Rather, it shows a busy riverside near the holy city of Varanasi, shot with a stationary camera mounted on a boat drifting along on the Hooghly River.
The British filmmakers travelled with the Warwick Trading Company, making many "actuality" documentaries or travel films.
As the boat clips along, we see a bit less than a minute & a half of people bathing, doing laundry, many large sun embrellas, people in the water, on stairways leading to the water, & so on.
We see carvings of deities in niches, tiny moored boats, children, buildings apparently part of a temple complex, all appealingly exotic & not so different from similar scenes as can be seen along sacred rivers in India even today.
Panorama of Calcutta (1899) was most recently in circulation as an "extra" on a dvd release of Jean Renoir's The River (1951).
A long lost thirty-second film of the 1890s resurfaced in time to become part of the 1996 centeniary of projected cinema in England.
It was an actuality film, Yarmouth Fishing Boats Leaving Harbour (1896), first exhibited in a special screening for the royal family.
It may well have been the first royal film program, one day before Princess Maud married Prince Charles, & Acres was invited to attend the wedding with his camera equipment.
The filmmaker, Birt Acres, was inspired by the Edison Manufacturing Company product from America, & made his actualities no different from the least of the Edison product or the Lumiere Brothers.
The little film when rediscovered was in an advanced state of decay so that even the restored version is very rough, which somehow adds to its charm.

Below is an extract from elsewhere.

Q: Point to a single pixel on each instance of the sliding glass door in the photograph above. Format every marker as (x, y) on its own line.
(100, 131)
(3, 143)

It shows fishing smacks in Great Yarmouth Harbour, Isle of Wight, rushing along at full sail. It's really two fifteen-second films, but gives the impression of an intentional jump-cut.
The Kinora flipbook device permitted the viewing of motion pictures inexpensively at home.
The viewing device, placed firmly on a table, was a bit larger than a stereoscope permitting one viewer at a time to gaze through the viewer, turning a handle to start a circlular flipbook spinning on its spool.
Films were produced for the Kinora viewer from 1896 to 1914, & it was at the height of its popularity about the turn of the century, fading from public interest after 1910.
A Kinora camera was also sold so that people for the first time could make their own home movies! So both amateur & professional Kinora films exist.
For a while, just about every Victorian household of any means had a Kinora viewer of one type or another, either the type resembling a stereoscope or the type with the machenism inside a wooden abox into which one gazed as into a miniature mutoscope.
Large arcade kinoras also existed but were not as widespread as the small home-use device. Similarly, a tiny home kinetoscope was manufactured to compete with the kinora, but it was such a complex device, it could not compete due to the cost of a kinetoscope, comparative complexity of changing films, plus the kinetoscope needing period "tuning."
The flipbook films came in small round canisters that look remarkably like modern film canisters.
Director or photographer credits are rarely known unless the flip-cards were taken from Lumier celluloid films, but a contemporary Kinora advertisement showed a woman making the flipcard films with a special Kinora camera.
An unusually entertaining example of a kinora film is Coldino Juggling with Carpets (circa 1900). It features two jugglers, a man & a woman dressed rather like Renaissance courtiers.
They twirl & toss circular throw-rugs in an exceedingly beautiful manner, standing against an ornate backdrop to increase the aesthetic appeal.
They multiply the round rugs from two to three as the act progresses. The woman drops one but picks it up & continues without missing more than a single beat, twirling the rug like pizza dough.
I could find no information about a juggler named Coldino, but assume this flipbook film preserved a carnival or vaudeville act of the day, & the Coldinos could've been from anywhere in Europe. If Coldino was not merely a stage-name, then they must've been from Denmark.